Oppenheimers' OR Tambo deal - Fireblade responds
Fireblade Aviation has confirmed that Nicky Oppenheimer, and his son Jonathan, had discussions with the African National Congress (ANC) on a private terminal the family wanted to open at OR Tambo International Airport in 2015.
These discussions culminated in a letter, as reported in the Sunday Times on Sunday April 1, in which ANC general manager Ignatius Jacobs informed the family they would be granted approval by “the regulatory authority”.
Fireblade director Robbie Irons confirmed the letter in response to Sunday Times queries last Friday. Unfortunately, the response was not reflected in the story as it went into a spam folder.
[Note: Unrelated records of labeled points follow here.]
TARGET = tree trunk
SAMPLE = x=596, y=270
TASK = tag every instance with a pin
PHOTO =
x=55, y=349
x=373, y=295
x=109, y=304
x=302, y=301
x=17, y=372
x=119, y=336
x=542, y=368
The existence of the letter prompted several questions of what authority the ANC would have in what is clearly a government regulated issue, and why the Oppenheimer-owned business would need to consult them on the requirements thereof.
“The FBO (Fixed Base Operator) was (and is) the first of its kind in South Africa. This meant that ascertaining the requirements to be met and the approvals to be secured was an exploratory process,” Irons said in his response.
He continued: “From the time Nicky and Jonathan Oppenheimer committed initial capital of R150-million to establish the FBO, every effort was made to communicate their vision to South Africans from all walks of life, motivating the benefits for South Africa of an FBO that would attract high-end tourism and foreign investment into the country. Fireblade engaged with all obviously and even potentially relevant stakeholders, including the ruling party.”
Fireblade said besides the ANC, the company consulted with a number of other stakeholders including financial institutions and owners of private business jets. It is not clear which other private entities or political parties the company engaged.
The company said approval by the Minister of Home Affairs, in January 2016, came on the back of 27 other approvals for a process which started in late 2012.
These included approvals from the Ministers of Finance and Transport, the Airports Company of South Africa, the South African Civil Aviation Authority, the South African Police Service, and the South African Revenue Service.
“In February 2013 Fireblade was advised by the then Inter Agency Clearing Forum (chaired by the Director-General of Home Affairs) that an application for approval was to be submitted to the Minister of Home Affairs.
"In March 2013 Fireblade submitted its application to Minister (Naledi) Pandor. Fireblade liaised with her office until she was replaced by Minister (Malusi) Gigaba," said Irons.
“At no stage during the process was any donation or other payment requested by the ANC from Fireblade, the Oppenheimer family or its related individuals or companies or provided by any of them to the ANC or any other stakeholder.”